In New Game!, the all-girl company is an empowering fantasy striking a chord with any girl who’s been dismissed as ‘faking’ their fandom. But even so, the fact remains that our protagonist is a cute, bumbling waif, bound to make lots of charming slip-ups for a presumed straight male audience. Shizuku Hazuki, the design department’s director, has a platonic interest in cute girls, which goes some way to explain how the design floor came to be populated by women. But outside of being a pretty glimpse into a fairly improbable microcosm for geek guys, it’s difficult to find any practical substance in the show.
Now, we’re not saying that its all-girl milieu would be impossible. For a start, there are movements like Girls Make Games and Girls Who Code letting girls come together to design and develop their own games. But it’s highly unlikely factoring in our current society’s wider population, especially where the male:female workers ratio in STEM (Science, Technology, Engineering and Mathematics) careers is concerned. Even taking into account that Japanese businesses hire post-graduates en masse, Aoba’s sheer dumb luck is a ridiculous notion. In a field where women make up less than 12% of the worldwide workforce, she couldn’t have dreamed of jumping straight in at what seems like a AAA-level studio in Eagle Jump’s case. Any young button-masher would have the most minute chance of actually achieving that feat, even if they had a basic grasp of programming from their high school years.

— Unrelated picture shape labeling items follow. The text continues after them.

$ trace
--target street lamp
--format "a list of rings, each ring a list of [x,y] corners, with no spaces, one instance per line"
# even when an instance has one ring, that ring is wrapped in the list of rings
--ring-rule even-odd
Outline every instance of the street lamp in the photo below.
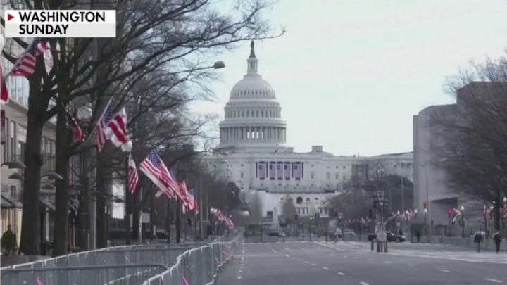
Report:
[[[130,217],[132,215],[132,195],[130,194],[130,191],[129,190],[129,167],[128,167],[128,162],[129,158],[130,158],[130,151],[132,149],[132,147],[134,146],[132,145],[132,143],[131,141],[127,141],[125,144],[122,145],[121,148],[123,152],[125,154],[125,216],[123,217],[124,222],[125,222],[125,241],[127,245],[130,244]]]
[[[186,70],[180,70],[180,71],[176,71],[174,72],[172,72],[173,74],[177,74],[177,73],[184,73],[184,72],[190,72],[192,71],[196,70],[202,70],[205,69],[221,69],[225,67],[225,63],[222,61],[215,61],[213,65],[211,66],[205,66],[203,68],[192,68],[192,69],[188,69]]]
[[[8,161],[6,163],[4,163],[0,166],[7,166],[9,169],[25,169],[26,168],[26,165],[25,165],[25,163],[20,162],[20,161]]]
[[[464,219],[463,216],[465,215],[465,206],[462,205],[461,208],[460,208],[460,210],[461,210],[461,237],[464,238],[465,237],[465,220],[463,220]]]
[[[93,112],[89,103],[84,103],[77,108],[76,115],[82,124],[89,124]],[[89,176],[87,171],[89,153],[88,139],[81,146],[80,152],[80,184],[81,184],[81,201],[79,205],[79,246],[82,250],[95,248],[95,215],[92,208],[89,190]],[[94,205],[94,204],[93,205]]]

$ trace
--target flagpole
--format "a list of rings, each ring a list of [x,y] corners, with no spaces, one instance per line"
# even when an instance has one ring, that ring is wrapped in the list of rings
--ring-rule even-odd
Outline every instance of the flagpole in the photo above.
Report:
[[[97,126],[99,125],[99,122],[100,122],[100,120],[101,120],[101,119],[102,118],[102,117],[104,117],[104,115],[106,114],[106,111],[107,110],[108,108],[109,108],[109,105],[111,105],[111,101],[113,101],[113,98],[112,98],[112,97],[111,97],[111,98],[109,98],[109,101],[108,101],[107,105],[106,105],[106,108],[104,108],[104,109],[102,110],[102,113],[101,113],[101,116],[99,117],[99,120],[97,120],[96,123],[95,125],[94,126],[93,129],[92,129],[92,131],[90,132],[90,134],[93,133],[93,132],[95,131],[95,129],[96,129]],[[88,139],[89,139],[90,137],[91,137],[91,136],[89,136],[89,135],[87,136],[87,137],[84,139],[84,143],[87,143],[87,142],[88,142]]]
[[[16,59],[16,62],[14,63],[14,65],[13,65],[13,68],[11,68],[11,70],[9,70],[9,72],[7,72],[7,74],[6,75],[5,77],[4,77],[4,80],[6,80],[7,77],[8,77],[9,76],[11,76],[11,74],[12,74],[12,72],[14,70],[14,69],[15,68],[16,65],[18,65],[18,61],[19,61],[20,58],[23,58],[25,56],[25,55],[26,54],[26,53],[28,52],[28,49],[30,49],[32,47],[32,46],[33,46],[34,43],[35,42],[35,39],[34,39],[32,41],[32,42],[30,43],[30,44],[29,44],[28,46],[27,46],[27,48],[25,49],[25,50],[23,50],[23,51],[21,53],[21,54],[20,54],[20,56],[18,57],[18,59]]]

More on Japanese attitudes later, but speaking from a strictly British perspective, people considering their career paths and going to university are being deterred from courses and vocations in and around Aoba’s new field. There’s a dire lack of encouragement as to what paths can be taken in the STEM sectors, with Engineering perpetuated as a load of low paid blokes standing around in hard hats, hi-vis and pouring rain on roadworks and construction sites. And for women in particular, these fields are trapped in a perception cycle of being dominated by the kind of men whose views on women could be politely described as prehistoric. When not considered a distraction by male colleagues, women are being subjected to objectifying, demeaning and condescending behaviour that all too often drives them out of their chosen vocation. Even though things were looking up where representation in schools and universities was concerned, with figures of girls taking computing at A-Level in the UK doubling from 2013 to 2015, there was a 5% drop in women graduating from STEM degrees last year. And even still, girls as young as eight aren’t having their minds opened to the possibility of a job in science or technology, with such subjects seen as favouring the abilities of the ‘practical, right-brained’ boys in their class.